But, this morning, the question changed. Why was there a serpent in paradise?

I’ve heard — I’m thinking this came out of Anthony Hopkins’ mouth when he portrayed C.S. Lewis in “The Shadowlands”  — that God wants us to grow up, that he allows suffering so that we can grow up. I suppose that answer would make as much sense as any other in response to my question. We do, after all, learn from experience.

In Adam and Eve’s case, the learning curve must have been rather steep. One day they were in paradise; the next they were on their own.

Maybe the answer is a little subtler and a little deeper than that. Maybe God wants us to grow up AND as we grow up, to develop fully into individuals created in his image and likeness — individuals who are creative, as God is creative, and capable of building community. After all, Adam and Eve ran around naked as a jaybird — a 20th Century idiom, which replaced the 19th Century idiom, naked as a robin, both of which are strange since birds have feathers — until the serpent entered into their lives. Then the spark of creativity which God placed in them lit the fire of their imaginations and they clothed themselves.

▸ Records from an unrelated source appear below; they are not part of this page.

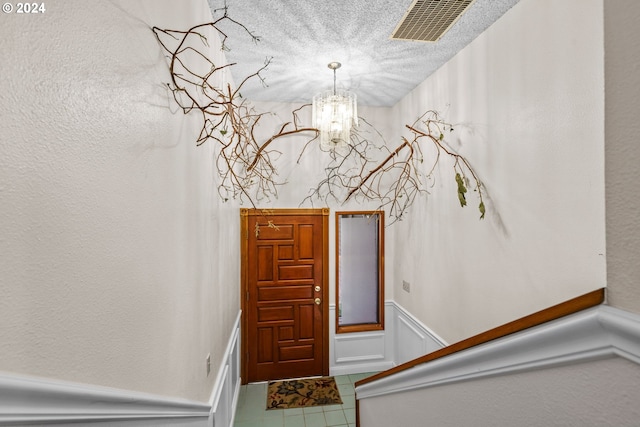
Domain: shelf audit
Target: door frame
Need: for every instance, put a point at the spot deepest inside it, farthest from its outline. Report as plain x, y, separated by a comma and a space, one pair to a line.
245, 213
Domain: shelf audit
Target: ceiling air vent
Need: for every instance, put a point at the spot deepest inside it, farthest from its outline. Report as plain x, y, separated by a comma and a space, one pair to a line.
428, 20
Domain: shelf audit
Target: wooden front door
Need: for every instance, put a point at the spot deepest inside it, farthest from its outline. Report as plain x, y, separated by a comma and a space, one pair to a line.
285, 295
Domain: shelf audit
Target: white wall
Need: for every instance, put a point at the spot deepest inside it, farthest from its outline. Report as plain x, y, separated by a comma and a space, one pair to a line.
119, 264
527, 100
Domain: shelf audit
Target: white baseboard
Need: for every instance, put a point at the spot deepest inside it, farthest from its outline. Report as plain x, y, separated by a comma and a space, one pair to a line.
224, 398
37, 401
32, 401
403, 338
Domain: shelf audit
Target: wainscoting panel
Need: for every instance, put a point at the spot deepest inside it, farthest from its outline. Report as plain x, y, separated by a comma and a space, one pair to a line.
404, 338
36, 401
412, 339
226, 390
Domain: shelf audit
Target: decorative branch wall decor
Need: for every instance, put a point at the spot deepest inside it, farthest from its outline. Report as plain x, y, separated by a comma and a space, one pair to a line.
366, 170
245, 165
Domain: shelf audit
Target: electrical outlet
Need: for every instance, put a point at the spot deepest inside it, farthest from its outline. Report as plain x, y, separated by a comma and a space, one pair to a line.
406, 286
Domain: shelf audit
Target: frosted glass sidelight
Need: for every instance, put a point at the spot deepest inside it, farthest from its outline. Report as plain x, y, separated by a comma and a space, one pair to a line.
359, 268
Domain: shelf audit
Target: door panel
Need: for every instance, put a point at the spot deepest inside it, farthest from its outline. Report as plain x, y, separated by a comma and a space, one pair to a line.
285, 289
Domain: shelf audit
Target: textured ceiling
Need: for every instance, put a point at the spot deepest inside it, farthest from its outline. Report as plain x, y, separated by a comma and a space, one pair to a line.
302, 37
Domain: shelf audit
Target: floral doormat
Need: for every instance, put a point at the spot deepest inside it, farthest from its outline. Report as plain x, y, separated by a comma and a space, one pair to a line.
302, 392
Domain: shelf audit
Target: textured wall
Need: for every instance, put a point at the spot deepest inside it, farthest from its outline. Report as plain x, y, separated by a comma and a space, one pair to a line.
622, 151
594, 394
118, 264
527, 100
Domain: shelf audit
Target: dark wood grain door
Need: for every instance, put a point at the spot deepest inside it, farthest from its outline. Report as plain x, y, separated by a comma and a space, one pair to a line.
285, 293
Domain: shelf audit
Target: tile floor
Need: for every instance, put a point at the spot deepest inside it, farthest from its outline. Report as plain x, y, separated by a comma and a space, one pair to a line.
252, 402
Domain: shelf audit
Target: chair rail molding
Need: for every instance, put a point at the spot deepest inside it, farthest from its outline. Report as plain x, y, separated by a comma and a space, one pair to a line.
403, 338
596, 333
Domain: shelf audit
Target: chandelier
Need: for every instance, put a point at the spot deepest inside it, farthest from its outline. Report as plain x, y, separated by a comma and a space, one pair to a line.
334, 114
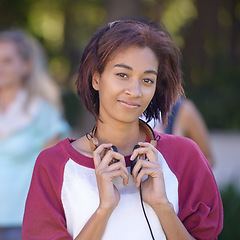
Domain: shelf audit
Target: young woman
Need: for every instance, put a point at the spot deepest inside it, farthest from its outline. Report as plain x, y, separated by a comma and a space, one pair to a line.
29, 122
84, 189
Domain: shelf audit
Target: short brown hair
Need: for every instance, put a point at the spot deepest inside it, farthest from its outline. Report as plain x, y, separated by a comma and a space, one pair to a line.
119, 35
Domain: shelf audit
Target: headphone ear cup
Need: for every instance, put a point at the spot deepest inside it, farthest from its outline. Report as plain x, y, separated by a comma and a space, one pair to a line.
133, 163
93, 143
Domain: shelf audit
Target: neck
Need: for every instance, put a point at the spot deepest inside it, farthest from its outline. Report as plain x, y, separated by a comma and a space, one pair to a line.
7, 96
123, 135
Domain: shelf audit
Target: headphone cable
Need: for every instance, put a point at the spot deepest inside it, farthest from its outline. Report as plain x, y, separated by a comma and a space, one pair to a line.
150, 229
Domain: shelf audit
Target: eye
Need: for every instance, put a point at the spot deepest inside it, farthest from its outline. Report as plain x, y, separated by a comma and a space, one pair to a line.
122, 75
148, 81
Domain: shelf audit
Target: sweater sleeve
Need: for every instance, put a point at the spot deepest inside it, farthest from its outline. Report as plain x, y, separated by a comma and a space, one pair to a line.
44, 215
200, 204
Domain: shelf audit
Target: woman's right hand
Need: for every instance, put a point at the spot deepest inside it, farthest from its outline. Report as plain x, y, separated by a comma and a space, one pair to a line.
105, 173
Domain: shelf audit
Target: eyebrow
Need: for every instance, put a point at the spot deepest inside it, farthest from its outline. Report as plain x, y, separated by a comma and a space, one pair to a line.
121, 65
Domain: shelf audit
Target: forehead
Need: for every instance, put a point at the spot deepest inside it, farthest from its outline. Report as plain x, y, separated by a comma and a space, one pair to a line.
135, 57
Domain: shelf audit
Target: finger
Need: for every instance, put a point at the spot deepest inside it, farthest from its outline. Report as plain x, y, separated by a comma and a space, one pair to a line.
152, 156
147, 144
146, 171
110, 155
97, 153
142, 164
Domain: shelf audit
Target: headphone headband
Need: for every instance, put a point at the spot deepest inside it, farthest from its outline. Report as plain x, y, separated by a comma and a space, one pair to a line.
142, 125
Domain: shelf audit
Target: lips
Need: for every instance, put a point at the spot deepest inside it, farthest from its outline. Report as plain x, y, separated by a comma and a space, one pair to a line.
129, 104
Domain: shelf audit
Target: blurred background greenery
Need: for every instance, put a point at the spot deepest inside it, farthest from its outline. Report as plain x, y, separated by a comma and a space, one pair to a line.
207, 32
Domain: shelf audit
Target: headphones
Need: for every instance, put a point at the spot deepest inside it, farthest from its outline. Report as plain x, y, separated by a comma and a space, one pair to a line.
93, 141
149, 132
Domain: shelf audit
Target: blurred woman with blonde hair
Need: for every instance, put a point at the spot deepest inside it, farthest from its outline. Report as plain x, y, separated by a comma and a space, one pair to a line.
30, 120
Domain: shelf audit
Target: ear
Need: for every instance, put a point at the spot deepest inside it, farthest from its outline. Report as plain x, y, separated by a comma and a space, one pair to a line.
95, 80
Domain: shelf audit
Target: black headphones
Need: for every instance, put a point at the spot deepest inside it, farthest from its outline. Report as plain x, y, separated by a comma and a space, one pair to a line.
150, 133
142, 125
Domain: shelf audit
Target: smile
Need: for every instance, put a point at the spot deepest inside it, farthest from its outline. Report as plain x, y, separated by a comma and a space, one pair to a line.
129, 104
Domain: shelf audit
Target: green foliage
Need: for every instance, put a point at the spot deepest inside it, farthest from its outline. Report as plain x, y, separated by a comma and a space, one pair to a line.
231, 205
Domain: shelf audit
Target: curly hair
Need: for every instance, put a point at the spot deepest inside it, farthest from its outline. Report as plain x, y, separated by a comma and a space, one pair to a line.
107, 41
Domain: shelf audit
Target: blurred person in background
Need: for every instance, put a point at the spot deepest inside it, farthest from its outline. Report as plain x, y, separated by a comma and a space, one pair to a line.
186, 121
30, 121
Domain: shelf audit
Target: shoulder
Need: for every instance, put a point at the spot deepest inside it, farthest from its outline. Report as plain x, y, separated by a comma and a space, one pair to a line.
54, 156
182, 155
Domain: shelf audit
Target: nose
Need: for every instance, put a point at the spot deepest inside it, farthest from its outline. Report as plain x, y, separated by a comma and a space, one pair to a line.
134, 89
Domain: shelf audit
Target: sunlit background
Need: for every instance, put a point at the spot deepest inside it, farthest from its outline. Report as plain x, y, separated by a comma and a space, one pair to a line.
208, 34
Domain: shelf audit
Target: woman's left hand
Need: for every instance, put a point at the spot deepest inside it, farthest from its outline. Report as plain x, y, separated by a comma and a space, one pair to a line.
153, 188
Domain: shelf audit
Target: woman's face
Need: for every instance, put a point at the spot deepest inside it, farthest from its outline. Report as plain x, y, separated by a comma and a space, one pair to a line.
12, 67
127, 84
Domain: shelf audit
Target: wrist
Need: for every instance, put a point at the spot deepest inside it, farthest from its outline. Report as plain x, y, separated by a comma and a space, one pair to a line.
163, 206
105, 210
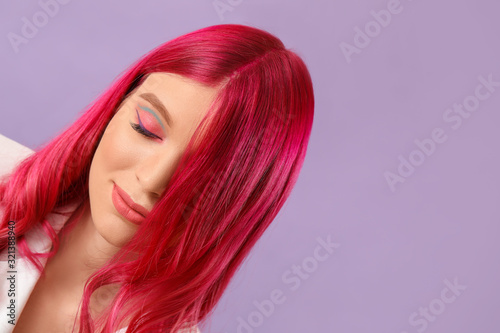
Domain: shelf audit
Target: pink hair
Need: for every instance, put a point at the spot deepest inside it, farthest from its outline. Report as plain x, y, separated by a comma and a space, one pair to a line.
218, 203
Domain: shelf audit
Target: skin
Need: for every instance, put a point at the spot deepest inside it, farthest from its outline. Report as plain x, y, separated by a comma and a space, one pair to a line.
142, 167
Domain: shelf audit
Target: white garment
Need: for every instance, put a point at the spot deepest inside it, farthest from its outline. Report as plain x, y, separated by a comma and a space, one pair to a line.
26, 276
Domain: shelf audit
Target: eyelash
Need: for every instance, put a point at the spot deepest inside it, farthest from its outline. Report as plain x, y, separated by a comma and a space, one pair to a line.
142, 130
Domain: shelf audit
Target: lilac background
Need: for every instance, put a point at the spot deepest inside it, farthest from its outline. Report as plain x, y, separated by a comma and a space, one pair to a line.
397, 248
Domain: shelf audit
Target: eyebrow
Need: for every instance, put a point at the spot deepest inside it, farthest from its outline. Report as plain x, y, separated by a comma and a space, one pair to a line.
155, 101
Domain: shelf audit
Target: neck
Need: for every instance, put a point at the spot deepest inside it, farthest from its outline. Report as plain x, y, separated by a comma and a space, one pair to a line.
82, 251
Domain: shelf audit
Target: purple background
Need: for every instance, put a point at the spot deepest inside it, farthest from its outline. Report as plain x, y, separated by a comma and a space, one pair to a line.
399, 249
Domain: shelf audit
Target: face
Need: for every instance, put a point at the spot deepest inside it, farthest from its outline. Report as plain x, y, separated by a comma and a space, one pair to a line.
140, 149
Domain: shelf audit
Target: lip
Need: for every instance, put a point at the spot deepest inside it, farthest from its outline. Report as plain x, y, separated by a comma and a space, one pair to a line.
124, 204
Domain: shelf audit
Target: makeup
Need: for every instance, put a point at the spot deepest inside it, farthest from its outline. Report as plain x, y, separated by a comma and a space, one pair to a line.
126, 207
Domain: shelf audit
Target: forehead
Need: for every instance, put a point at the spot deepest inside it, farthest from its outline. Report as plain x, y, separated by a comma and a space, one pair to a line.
187, 101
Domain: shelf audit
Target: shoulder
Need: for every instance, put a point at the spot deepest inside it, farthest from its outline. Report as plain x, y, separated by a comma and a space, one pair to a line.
11, 153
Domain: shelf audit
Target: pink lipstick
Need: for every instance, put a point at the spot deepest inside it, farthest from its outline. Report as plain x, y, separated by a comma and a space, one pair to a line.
124, 204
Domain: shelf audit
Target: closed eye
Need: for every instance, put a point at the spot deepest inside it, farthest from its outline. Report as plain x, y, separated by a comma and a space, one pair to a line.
143, 130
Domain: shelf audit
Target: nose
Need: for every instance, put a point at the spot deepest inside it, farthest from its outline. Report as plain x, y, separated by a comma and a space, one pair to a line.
155, 170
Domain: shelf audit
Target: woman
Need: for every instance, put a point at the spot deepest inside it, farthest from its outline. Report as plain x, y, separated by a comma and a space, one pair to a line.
167, 181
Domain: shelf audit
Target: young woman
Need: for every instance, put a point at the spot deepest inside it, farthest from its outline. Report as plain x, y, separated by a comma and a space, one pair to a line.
149, 203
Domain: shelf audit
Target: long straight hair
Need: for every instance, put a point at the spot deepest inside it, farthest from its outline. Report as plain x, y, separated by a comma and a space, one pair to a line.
222, 197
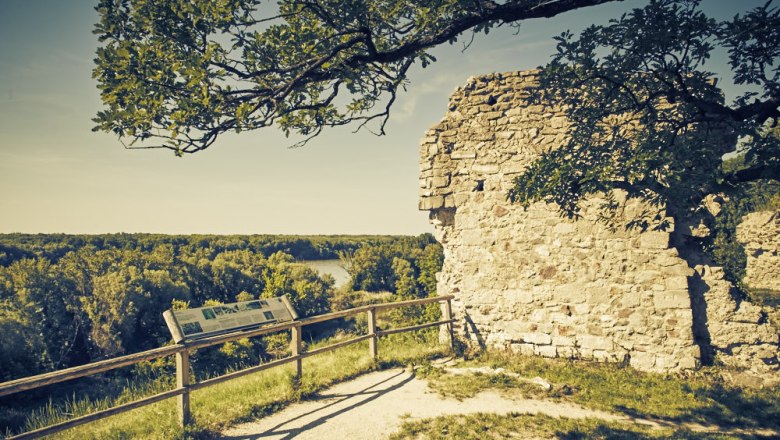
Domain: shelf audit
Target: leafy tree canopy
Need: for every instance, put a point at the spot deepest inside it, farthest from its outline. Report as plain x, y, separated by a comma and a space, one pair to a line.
178, 74
647, 115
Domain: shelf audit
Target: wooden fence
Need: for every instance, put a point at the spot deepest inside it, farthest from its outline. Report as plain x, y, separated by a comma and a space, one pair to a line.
182, 353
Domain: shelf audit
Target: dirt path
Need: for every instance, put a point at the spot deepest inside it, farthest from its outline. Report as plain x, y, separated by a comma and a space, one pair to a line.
374, 405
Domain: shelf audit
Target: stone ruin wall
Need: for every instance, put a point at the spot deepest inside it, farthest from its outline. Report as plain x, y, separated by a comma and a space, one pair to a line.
759, 233
536, 283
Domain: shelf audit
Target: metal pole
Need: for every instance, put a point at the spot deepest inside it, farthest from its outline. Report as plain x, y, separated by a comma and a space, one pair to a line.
446, 311
372, 332
296, 346
183, 381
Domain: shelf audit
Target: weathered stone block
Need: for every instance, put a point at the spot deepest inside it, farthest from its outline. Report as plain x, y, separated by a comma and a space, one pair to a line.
679, 299
537, 338
594, 342
654, 240
546, 351
573, 288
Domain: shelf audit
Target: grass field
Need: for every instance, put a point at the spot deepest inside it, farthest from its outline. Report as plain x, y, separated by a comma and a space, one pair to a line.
244, 398
674, 400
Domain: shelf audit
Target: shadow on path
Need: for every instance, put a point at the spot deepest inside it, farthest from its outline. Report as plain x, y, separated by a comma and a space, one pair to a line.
285, 431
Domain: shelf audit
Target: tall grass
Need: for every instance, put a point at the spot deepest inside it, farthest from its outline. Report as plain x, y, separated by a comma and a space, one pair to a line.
231, 402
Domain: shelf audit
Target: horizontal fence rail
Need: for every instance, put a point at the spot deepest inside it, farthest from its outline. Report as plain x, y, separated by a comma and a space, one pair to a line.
182, 351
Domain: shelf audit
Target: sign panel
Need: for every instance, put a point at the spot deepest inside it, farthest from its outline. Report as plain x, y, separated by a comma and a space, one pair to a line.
211, 320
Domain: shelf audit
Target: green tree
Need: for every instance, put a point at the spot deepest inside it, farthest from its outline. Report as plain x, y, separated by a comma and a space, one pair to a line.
644, 106
405, 279
180, 73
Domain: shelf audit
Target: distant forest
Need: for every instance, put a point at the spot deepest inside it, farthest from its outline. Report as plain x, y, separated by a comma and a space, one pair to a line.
67, 300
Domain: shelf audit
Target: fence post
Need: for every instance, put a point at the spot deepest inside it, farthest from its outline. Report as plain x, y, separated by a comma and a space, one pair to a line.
295, 348
183, 381
372, 332
446, 311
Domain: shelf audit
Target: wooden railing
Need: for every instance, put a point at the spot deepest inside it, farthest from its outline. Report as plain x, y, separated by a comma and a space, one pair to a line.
182, 353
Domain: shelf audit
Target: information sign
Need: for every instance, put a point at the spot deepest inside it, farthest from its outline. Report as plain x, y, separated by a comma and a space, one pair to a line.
211, 320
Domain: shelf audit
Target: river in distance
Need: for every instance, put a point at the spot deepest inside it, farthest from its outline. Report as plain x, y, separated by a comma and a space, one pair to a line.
332, 267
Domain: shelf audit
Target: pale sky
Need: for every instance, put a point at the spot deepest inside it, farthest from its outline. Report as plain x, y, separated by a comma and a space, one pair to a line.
56, 175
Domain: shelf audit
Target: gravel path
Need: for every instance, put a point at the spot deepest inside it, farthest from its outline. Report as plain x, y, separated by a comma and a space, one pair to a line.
374, 405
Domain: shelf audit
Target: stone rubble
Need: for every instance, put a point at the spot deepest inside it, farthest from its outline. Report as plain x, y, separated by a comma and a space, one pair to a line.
536, 283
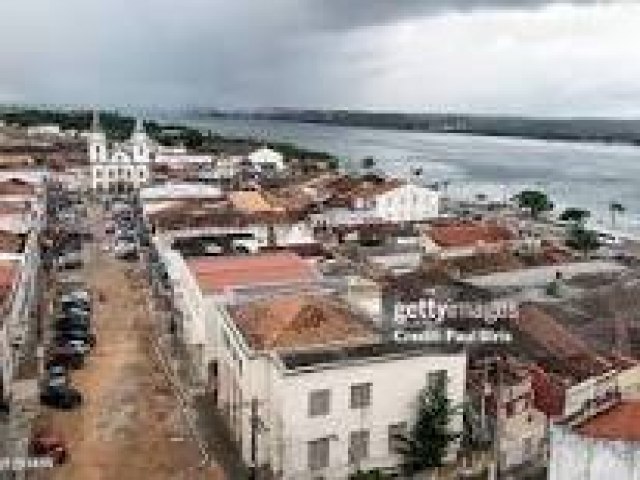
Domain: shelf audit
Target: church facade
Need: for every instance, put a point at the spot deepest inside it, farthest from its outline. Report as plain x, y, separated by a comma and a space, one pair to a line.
119, 167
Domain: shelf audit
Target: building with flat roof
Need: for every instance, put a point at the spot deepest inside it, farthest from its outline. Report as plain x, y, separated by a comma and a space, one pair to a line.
307, 384
119, 167
601, 446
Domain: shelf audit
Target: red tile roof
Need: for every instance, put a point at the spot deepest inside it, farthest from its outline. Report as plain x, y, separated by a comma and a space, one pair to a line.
300, 320
8, 272
621, 422
216, 274
16, 186
469, 234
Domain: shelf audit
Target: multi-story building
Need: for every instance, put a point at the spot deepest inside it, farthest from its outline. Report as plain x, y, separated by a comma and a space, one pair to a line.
119, 167
307, 383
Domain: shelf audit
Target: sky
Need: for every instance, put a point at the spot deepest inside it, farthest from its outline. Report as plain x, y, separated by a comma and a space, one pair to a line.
519, 57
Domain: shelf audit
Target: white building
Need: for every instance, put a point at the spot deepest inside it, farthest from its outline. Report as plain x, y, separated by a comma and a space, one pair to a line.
44, 130
306, 384
265, 159
388, 201
120, 167
604, 446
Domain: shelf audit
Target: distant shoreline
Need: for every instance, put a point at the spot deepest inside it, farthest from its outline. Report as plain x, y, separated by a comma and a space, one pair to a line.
595, 132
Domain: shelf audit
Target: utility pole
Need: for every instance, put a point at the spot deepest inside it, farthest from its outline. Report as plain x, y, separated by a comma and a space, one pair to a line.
255, 425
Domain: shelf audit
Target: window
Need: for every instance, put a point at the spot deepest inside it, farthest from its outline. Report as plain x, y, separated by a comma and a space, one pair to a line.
361, 395
358, 446
437, 377
318, 454
319, 402
396, 431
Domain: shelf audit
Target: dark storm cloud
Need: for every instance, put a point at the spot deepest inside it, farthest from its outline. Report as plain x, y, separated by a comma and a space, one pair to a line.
362, 13
331, 53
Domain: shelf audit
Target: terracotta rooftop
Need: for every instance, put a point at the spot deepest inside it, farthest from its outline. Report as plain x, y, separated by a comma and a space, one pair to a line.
11, 242
621, 422
252, 201
344, 190
300, 321
8, 272
14, 208
217, 274
468, 234
16, 186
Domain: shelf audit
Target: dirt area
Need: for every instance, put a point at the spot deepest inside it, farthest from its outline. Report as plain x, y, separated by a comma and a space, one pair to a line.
129, 426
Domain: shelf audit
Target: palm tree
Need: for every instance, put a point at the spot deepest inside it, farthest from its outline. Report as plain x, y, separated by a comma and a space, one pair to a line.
615, 207
426, 444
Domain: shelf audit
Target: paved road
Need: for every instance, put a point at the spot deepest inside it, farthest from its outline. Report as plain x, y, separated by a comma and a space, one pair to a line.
540, 276
130, 426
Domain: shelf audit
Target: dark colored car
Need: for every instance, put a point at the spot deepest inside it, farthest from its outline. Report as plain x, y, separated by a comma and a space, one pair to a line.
57, 371
63, 397
71, 324
71, 304
65, 355
62, 336
75, 311
48, 444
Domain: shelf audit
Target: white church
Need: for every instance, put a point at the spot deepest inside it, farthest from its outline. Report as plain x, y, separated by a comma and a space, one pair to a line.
120, 167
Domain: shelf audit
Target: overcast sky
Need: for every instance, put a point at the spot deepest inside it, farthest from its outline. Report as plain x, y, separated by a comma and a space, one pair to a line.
531, 57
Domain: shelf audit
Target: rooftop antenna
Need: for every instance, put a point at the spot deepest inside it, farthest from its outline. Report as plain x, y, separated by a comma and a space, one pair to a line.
95, 123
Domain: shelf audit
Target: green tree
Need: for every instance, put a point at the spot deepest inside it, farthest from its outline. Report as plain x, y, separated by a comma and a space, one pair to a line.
615, 208
369, 475
581, 239
576, 215
535, 201
428, 441
368, 163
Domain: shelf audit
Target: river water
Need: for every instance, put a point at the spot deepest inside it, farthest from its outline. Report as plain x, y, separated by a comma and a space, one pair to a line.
573, 174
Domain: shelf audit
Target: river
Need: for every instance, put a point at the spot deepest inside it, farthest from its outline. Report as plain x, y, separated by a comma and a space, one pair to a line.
582, 175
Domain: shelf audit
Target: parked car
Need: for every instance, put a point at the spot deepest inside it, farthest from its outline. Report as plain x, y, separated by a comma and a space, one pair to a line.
57, 371
71, 322
75, 300
48, 444
65, 355
78, 346
125, 249
63, 336
76, 312
64, 397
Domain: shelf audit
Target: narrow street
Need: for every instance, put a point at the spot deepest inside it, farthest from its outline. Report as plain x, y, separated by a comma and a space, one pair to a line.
130, 425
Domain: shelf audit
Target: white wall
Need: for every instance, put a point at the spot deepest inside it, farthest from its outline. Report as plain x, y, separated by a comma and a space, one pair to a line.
575, 457
283, 401
408, 203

If I am going to theorize in that direction, I must ask myself this question: why this serpent at this time in my life? Why this fear of this man at this juncture? How can I grow more fully into the image of God in this situation? What is God attempting to spark in me?

I wish those were rhetorical questions. They aren’t. I don’t know the answers. I will have to live my way into them. But, oddly enough, just knowing God is at work in this in some way comforts me. That has to be a good starting point.